Sylvia. Forgive me, dear sir, but you wrong me. My papa will believe me when I assure him that there’s no one I could marry sooner than another.
Mr F. Then pray, miss, what does all this mean that Madam has been telling me, having heard it from Mrs Hamlin, about some nephew of Captain Colquhoun’s?
Sylvia. I don’t know, sir, I’m sure, what you may have heard from Mrs Freyne, but the only relative of the Captain with whom I am acquainted is the humble servant of another lady.
Mr F. It en’t an unheard-of thing for a lover to change his divinity.
Sylvia. Indeed, sir, I can assure you that the very last time I saw him the gentleman protested to me his unaltered devotion to his original charmer.

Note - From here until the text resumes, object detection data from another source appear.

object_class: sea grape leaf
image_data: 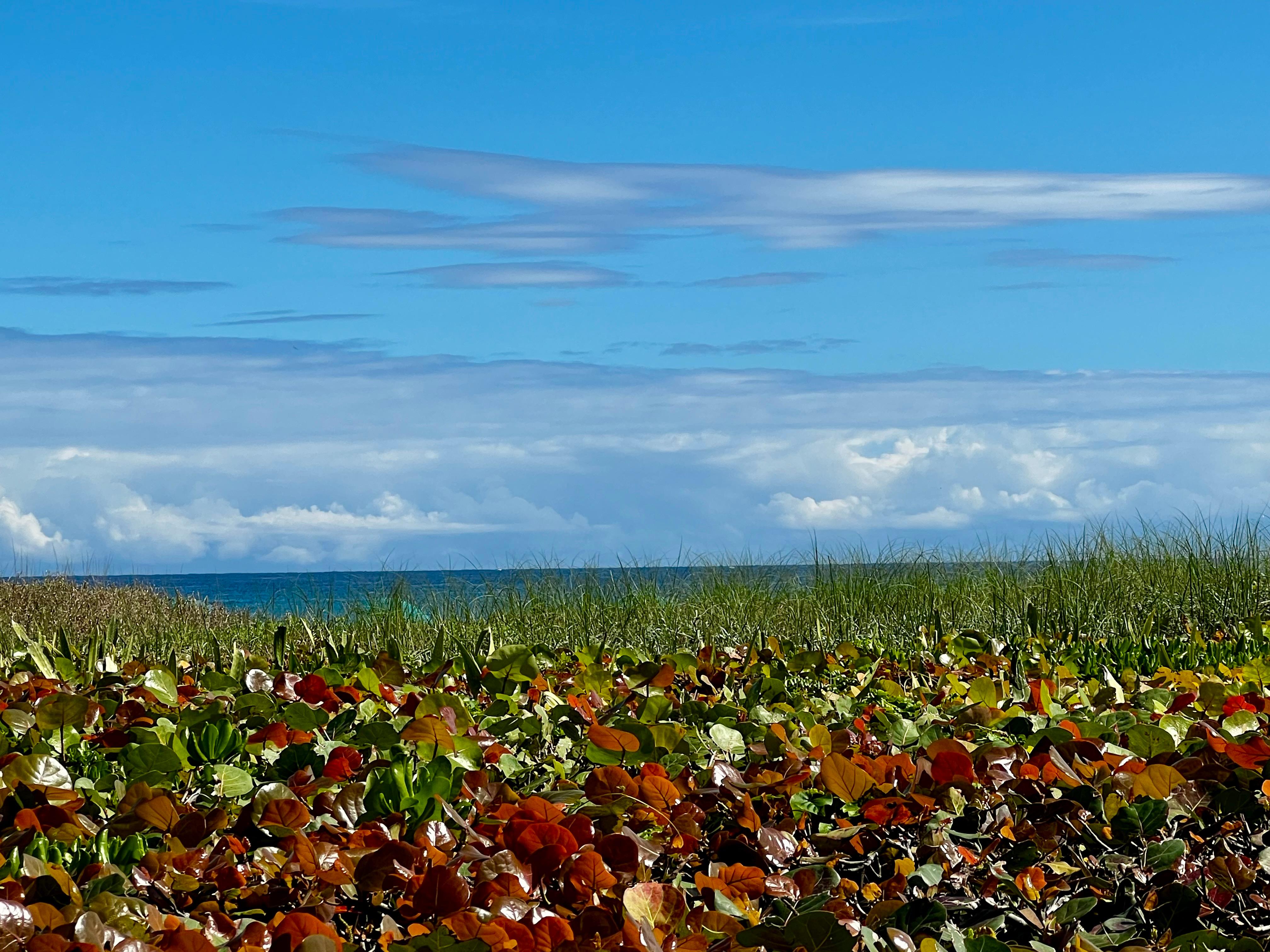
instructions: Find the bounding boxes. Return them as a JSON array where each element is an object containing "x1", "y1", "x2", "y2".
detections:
[
  {"x1": 485, "y1": 645, "x2": 539, "y2": 680},
  {"x1": 212, "y1": 764, "x2": 255, "y2": 798},
  {"x1": 36, "y1": 693, "x2": 89, "y2": 732},
  {"x1": 4, "y1": 754, "x2": 72, "y2": 790},
  {"x1": 710, "y1": 723, "x2": 746, "y2": 755},
  {"x1": 141, "y1": 668, "x2": 179, "y2": 707},
  {"x1": 119, "y1": 744, "x2": 182, "y2": 779},
  {"x1": 785, "y1": 911, "x2": 856, "y2": 952},
  {"x1": 1147, "y1": 839, "x2": 1186, "y2": 872},
  {"x1": 1124, "y1": 723, "x2": 1177, "y2": 760},
  {"x1": 821, "y1": 754, "x2": 874, "y2": 803},
  {"x1": 282, "y1": 701, "x2": 330, "y2": 734}
]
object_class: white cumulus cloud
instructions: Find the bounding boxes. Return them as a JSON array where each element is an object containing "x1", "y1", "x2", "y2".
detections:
[{"x1": 0, "y1": 330, "x2": 1270, "y2": 570}]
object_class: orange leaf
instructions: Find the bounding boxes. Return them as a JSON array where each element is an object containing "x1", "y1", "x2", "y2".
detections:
[
  {"x1": 529, "y1": 915, "x2": 574, "y2": 952},
  {"x1": 569, "y1": 849, "x2": 617, "y2": 896},
  {"x1": 821, "y1": 754, "x2": 874, "y2": 803},
  {"x1": 586, "y1": 767, "x2": 639, "y2": 806},
  {"x1": 622, "y1": 882, "x2": 687, "y2": 929},
  {"x1": 1224, "y1": 738, "x2": 1270, "y2": 770},
  {"x1": 860, "y1": 797, "x2": 913, "y2": 826},
  {"x1": 134, "y1": 795, "x2": 180, "y2": 833},
  {"x1": 401, "y1": 715, "x2": 455, "y2": 750},
  {"x1": 1133, "y1": 764, "x2": 1186, "y2": 800},
  {"x1": 509, "y1": 823, "x2": 578, "y2": 862},
  {"x1": 718, "y1": 863, "x2": 767, "y2": 896},
  {"x1": 260, "y1": 797, "x2": 312, "y2": 830},
  {"x1": 411, "y1": 866, "x2": 471, "y2": 919},
  {"x1": 273, "y1": 914, "x2": 344, "y2": 951},
  {"x1": 639, "y1": 776, "x2": 681, "y2": 825},
  {"x1": 587, "y1": 723, "x2": 639, "y2": 754}
]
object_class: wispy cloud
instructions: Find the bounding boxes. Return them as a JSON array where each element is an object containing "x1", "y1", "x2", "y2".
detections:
[
  {"x1": 987, "y1": 280, "x2": 1062, "y2": 291},
  {"x1": 688, "y1": 272, "x2": 827, "y2": 288},
  {"x1": 604, "y1": 338, "x2": 860, "y2": 357},
  {"x1": 0, "y1": 274, "x2": 232, "y2": 297},
  {"x1": 203, "y1": 311, "x2": 379, "y2": 327},
  {"x1": 391, "y1": 262, "x2": 635, "y2": 289},
  {"x1": 988, "y1": 247, "x2": 1177, "y2": 272},
  {"x1": 7, "y1": 330, "x2": 1270, "y2": 570},
  {"x1": 661, "y1": 338, "x2": 860, "y2": 357},
  {"x1": 276, "y1": 146, "x2": 1270, "y2": 255},
  {"x1": 189, "y1": 221, "x2": 260, "y2": 234}
]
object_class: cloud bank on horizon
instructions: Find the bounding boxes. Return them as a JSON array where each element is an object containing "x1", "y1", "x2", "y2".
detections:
[{"x1": 0, "y1": 330, "x2": 1270, "y2": 571}]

Mr F. Then Madam has been trying to make mischief, curse me if she hasn’t! Give me a kiss, my girl. You deserve something for answering with so much sense and calmness questions over which most young Misses would have fallen into fits, and you shan’t be drove into any marriage to please her. You may have this coming cold weather to look about you and decide whom you’ll have. But mind you, there’s to be no coquetting first with one and then with another. The first sign I see of that, I vow I’ll marry you off next day to the oldest and ugliest gentleman of my acquaintance. I won’t have half the young sparks of Calcutta killing t’other half in duels about my daughter.
Sylvia. ’Twill be no hardship to me to obey you, sir. I believe I prefer the elder gentlemen to the younger. If you choose, I’ll adopt Captain Colquhoun as my cavalier whenever he’s present.
Mr F. As you did yesterday? By all means, miss. But you’re not to set yourself to break the poor Captain’s heart because you think him old and ugly. He’s the most respectable person in Calcutta, save Padra Bellamy and one or two more, and also the most foolish and the worst treated.
Sylvia. You surprise me, sir.
Mr F. He’s the most foolish because, in company with Captain Jones of the Train,[22] he persists in running his head against a stone wall. Only last week they were told not to come troubling the Council with their nonsense, having been pressing them for the hundredth time to put the place into a state of defence. And he’s also foolish because, when he might have been transferred two years ago to the Carnatic he refused to go, lest he should seem to be running away from his enemies here, and you won’t wonder that he’s ill-treated after what I have told you.